There are additional ways that you can manage your pain. Learning meditation or yoga can help with relaxation and pain management, and also gives you a new hobby that you can do daily. It’s also important to make lifestyle changes to reduce stress, whether that’s leaving a high-stress job or making time for stress relief techniques each day. Listen to soothing music to help relax at the end of a long day, or listen to relaxation CDs.
Exercise may also help. Exercise releases endorphins which can help with chronic pain management and improve your mood, but certain types of exercise can also aggravate a chronic illness. Low-impact forms of exercise, like swimming, are often helpful but talk to your doctor about the type and amount of exercise that may help you. Having an exercise schedule can also give you a chance to connect with friends, such as by meeting up for a walk at your local park.

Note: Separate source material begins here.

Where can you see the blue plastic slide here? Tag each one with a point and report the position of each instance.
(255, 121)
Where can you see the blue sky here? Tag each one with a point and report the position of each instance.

Focus on Remaining Social It’s also important to focus on remaining social. Often, chronic illnesses make it difficult to go out and socialize, but scheduling small gatherings with a few close friends or family members can give you the social support and engagement that you need. Withdrawing into your home and missing out on socializing can leave you feeling lonely and depressed, so try to find a way to interact with others regularly.
An emotional support animal can also help, especially if getting out of the house is a challenge. Emotional support animals can lower blood pressure, increase your mobility, and also give your mood a boost. They offer companionship and can help to motivate you, since they’ll need some daily care and attention, too.
You may want to join a support group for people living with chronic illness. The people in these groups understand what you’re going through on a daily basis since they go through similar experiences. Support groups offer safe environments where you can talk about the stress or difficulties of living with a chronic illness, such as how to explain MS to your children and how to answer questions your kids may have about your illness. You might receive some great advice or tips that you wouldn’t have otherwise come across. If the group setting isn’t for you, consider talking to a counselor for support in the emotional challenges of living with an illness.
Living with a chronic illness is a continuous challenge, but by making some positive lifestyle changes, you can make dealing with it just a little bit easier.